WHAT WEEKLY

Fixing The Future

28 November 2012

★ RobinGunkel

Photos courtesy Gabby Carroll

Last week at the Creative Alliance, the Baltimore Green Currency Association (BGCA), founder of Baltimore’s regional currency the “BNote”, screened the documentary Fixing the Future, of which Baltimore is one of the stars. The film featuring several Baltimore locations where BNores are currently exchanged, including Hampden, Lauraville, breathe books , and Zeke’s Coffee.

Fixing the Future is about community initiatives across the country that on the local level can revolutionize the economy and rebuild community through practices of time banking/hour exchange, worker cooperatives, local business alliances, community banking, and local currency. This film examines the cause of financial crisis and envisions what a sustainable future can look like in the U.S. as more goods and services return to the local level, rebuilding the interconnections in our communities from solar salmon fishing at Lummi Island to Tiny Houses in Bellingham to a laundry co-op in Cleveland to the creation of a local currency in Baltimore. This film documents initiatives across the country and asks the important question, “Do people exist to serve the economy or does the economy exist to serve the people?”

Baltimore’s cooperatives and grass root organizations came out this night to support the BNote and table at the event with Red Emma’s, Baltimore Green Works, The Baltimore Time Bank, and the Baltimore chapter of Zeitgeist all representing local initiatives.

After the film screening, a panel discussion was held with Jeff Dicken, the current Director of the BNote, Christina Nutile, Program Manager at Baltimore Green Works, Iris Kirsch, Red Emma’s Cooperative Owner, John Duda, Red Emma’s Owner and expert on Evergreen (a large scale Cleveland-based, worker co-op) and Edgar S. Cahn, the creator of the Time Dollar and time banking.

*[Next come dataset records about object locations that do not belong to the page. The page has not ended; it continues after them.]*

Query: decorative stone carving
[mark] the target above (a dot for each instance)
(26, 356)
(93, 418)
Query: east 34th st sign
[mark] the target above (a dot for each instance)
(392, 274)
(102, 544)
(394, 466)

The panel on stage at the Creative Alliance mirrored the panel that appeared at the end of Fixing the Future, bringing part of the film back again to the immediate. The audience asked questions from how to reopen the Sparrows Point steel mill that closed down earlier this year, laying off 2000 workers, to how engage their children in a local, living culture. Edgar Cahn who had a wise and gentle nature about him said at one point on the panel, “It’s time we stopped outsourcing what it means to be a human being.” In a world where interconnections between neighbors and between people and their environment have been sold off in an economy where anyone’s labor can replace anyone else’s and everyone is dispensable, time banking, cooperatives, local business alliances etc are all a solution, which recreate community bonds and affirm that we are interconnected, that our happiness is dependent on others’ happiness and that we do in fact need each other.

The Baltimore Green Currency Association has started a local economy movement in Baltimore, from launching the Bnote, to hosting a market minus the dollar event at the Creative Alliance last fall, to spawning The Baltimore Time Bank. Creative, local, community initiatives are afoot in Baltimore as the conversation in this city is turning towards how we can revolutionize our economy and in doing so contribute our piece to revolutionizing the world.